Una volta era “caricare, mirare, fuoco“, con il soldato che eseguiva tutte e tre le operazioni. Oggi, con la diffusione dei robot killer, agli esseri umani spetta solo il gesto di premere il grilletto. A identificare gli obiettivi da percuotere ci pensano le cosiddette armi letali autonome – i Laws, dall’inglese Lethal autonomous weapons systems – che usano sistemi di intelligenza artificiale anche per raccogliere informazioni, scovare il nemico e attaccare.
Preoccupate dalla grande capacità di devastazione che questi armamenti hanno già oggi sui campagna di battaglia, alcune associazioni e ong, organizzate in una campagna internazionale chiamata Stop killer robots, si recheranno all’Assemblea generale delle Nazioni Unite di ottobre per spingere gli Stati membri a muovere i primi passi verso una legge internazionale che fermi lo sviluppo dei Laws. La campagna è nata più di dieci anni fa.
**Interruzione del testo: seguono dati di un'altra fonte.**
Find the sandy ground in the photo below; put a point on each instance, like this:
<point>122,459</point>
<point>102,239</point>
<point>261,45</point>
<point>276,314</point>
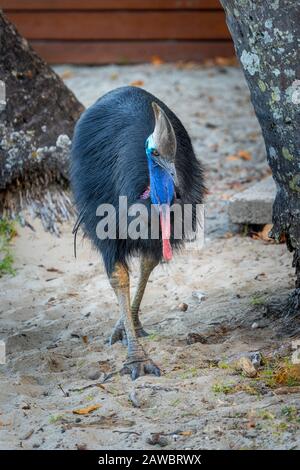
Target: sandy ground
<point>57,313</point>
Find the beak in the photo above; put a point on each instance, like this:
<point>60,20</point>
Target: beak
<point>169,167</point>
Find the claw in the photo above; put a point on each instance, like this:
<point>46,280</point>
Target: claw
<point>118,334</point>
<point>137,367</point>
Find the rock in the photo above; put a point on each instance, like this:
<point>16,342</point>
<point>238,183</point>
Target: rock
<point>245,365</point>
<point>183,307</point>
<point>256,358</point>
<point>94,374</point>
<point>254,205</point>
<point>195,338</point>
<point>134,399</point>
<point>157,439</point>
<point>27,435</point>
<point>199,295</point>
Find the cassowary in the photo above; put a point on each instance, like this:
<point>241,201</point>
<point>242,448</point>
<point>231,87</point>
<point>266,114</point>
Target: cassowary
<point>131,144</point>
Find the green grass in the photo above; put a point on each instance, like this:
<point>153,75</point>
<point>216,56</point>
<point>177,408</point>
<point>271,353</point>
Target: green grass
<point>7,233</point>
<point>223,388</point>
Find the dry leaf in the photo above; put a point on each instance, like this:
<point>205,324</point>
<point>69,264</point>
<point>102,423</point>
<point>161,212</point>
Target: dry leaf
<point>87,410</point>
<point>137,83</point>
<point>264,234</point>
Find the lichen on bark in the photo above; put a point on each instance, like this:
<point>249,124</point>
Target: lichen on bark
<point>266,36</point>
<point>37,117</point>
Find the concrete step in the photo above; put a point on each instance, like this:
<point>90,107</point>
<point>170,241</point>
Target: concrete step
<point>254,205</point>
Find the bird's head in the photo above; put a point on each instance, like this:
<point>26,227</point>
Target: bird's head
<point>161,148</point>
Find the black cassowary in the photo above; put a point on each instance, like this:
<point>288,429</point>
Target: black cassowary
<point>131,144</point>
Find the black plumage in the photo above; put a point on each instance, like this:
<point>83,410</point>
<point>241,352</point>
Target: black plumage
<point>109,160</point>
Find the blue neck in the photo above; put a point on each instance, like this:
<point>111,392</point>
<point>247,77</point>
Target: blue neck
<point>161,182</point>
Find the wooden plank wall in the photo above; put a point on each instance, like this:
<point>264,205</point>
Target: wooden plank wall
<point>122,31</point>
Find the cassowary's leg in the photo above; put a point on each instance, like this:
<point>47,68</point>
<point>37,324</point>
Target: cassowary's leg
<point>119,334</point>
<point>147,266</point>
<point>137,362</point>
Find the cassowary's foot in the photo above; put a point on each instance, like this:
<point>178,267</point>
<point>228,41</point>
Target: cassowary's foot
<point>138,364</point>
<point>119,333</point>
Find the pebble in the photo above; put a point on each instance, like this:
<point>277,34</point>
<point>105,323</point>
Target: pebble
<point>199,295</point>
<point>158,439</point>
<point>183,307</point>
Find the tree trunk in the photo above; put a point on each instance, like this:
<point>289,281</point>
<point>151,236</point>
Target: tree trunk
<point>37,117</point>
<point>266,36</point>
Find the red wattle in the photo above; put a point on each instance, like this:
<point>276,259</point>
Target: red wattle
<point>167,250</point>
<point>165,231</point>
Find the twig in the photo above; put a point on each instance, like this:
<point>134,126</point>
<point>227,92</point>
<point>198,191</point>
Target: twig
<point>127,432</point>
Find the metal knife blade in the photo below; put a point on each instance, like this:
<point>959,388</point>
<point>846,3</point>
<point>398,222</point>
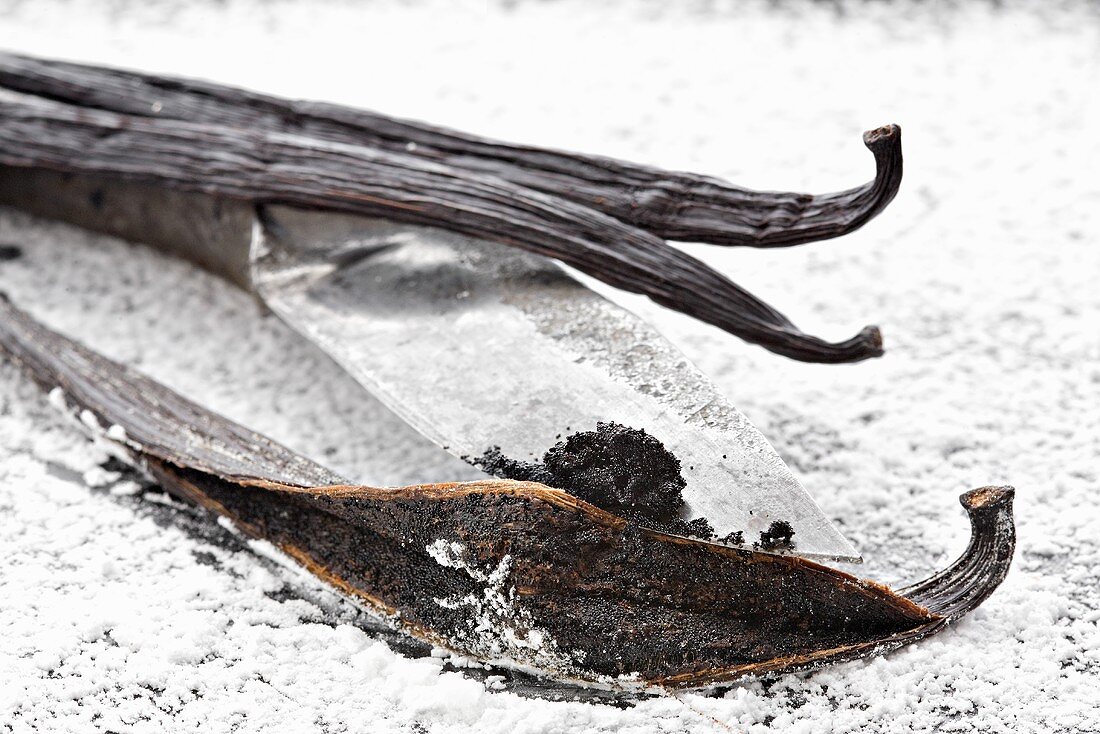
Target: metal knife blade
<point>475,344</point>
<point>481,346</point>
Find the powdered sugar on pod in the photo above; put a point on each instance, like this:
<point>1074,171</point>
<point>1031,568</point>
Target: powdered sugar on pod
<point>499,630</point>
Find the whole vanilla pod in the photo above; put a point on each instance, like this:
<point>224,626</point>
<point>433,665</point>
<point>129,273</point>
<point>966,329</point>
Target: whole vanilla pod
<point>670,205</point>
<point>263,166</point>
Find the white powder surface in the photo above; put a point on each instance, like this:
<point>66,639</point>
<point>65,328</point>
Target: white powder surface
<point>119,612</point>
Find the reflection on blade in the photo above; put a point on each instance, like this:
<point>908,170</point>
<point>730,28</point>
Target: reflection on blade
<point>481,346</point>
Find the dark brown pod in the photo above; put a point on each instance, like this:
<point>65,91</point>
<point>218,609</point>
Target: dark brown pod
<point>671,205</point>
<point>260,166</point>
<point>518,573</point>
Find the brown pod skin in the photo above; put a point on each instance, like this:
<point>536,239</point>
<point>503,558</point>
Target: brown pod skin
<point>671,205</point>
<point>516,572</point>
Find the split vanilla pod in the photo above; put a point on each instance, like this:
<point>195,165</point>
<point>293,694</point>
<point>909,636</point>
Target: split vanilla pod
<point>517,573</point>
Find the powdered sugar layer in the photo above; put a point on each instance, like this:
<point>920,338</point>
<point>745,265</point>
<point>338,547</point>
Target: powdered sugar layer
<point>982,276</point>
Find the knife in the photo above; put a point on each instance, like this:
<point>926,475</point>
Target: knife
<point>479,346</point>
In Italia, è stata rilanciata dalla Rete italiana pace e disarmo e da Archivio disarmo, che venerdì 11 ottobre hanno organizzato a Roma un convegno per informare su quanto sta per accadere al Palazzo di vetro.
La campagna
Peter Asaro, vicepresidente della campagna Stop killer robots, spiega che lo scopo della mobilitazione è la creazione di norme vincolanti che possano fermare lo sviluppo dei Laws. L’iniziativa è necessaria perché, nell’impiego delle armi autonome, un margine di errore – dunque la morte di innocenti – ci sarà sempre: “non importa quanto sia accurata la tecnologia”.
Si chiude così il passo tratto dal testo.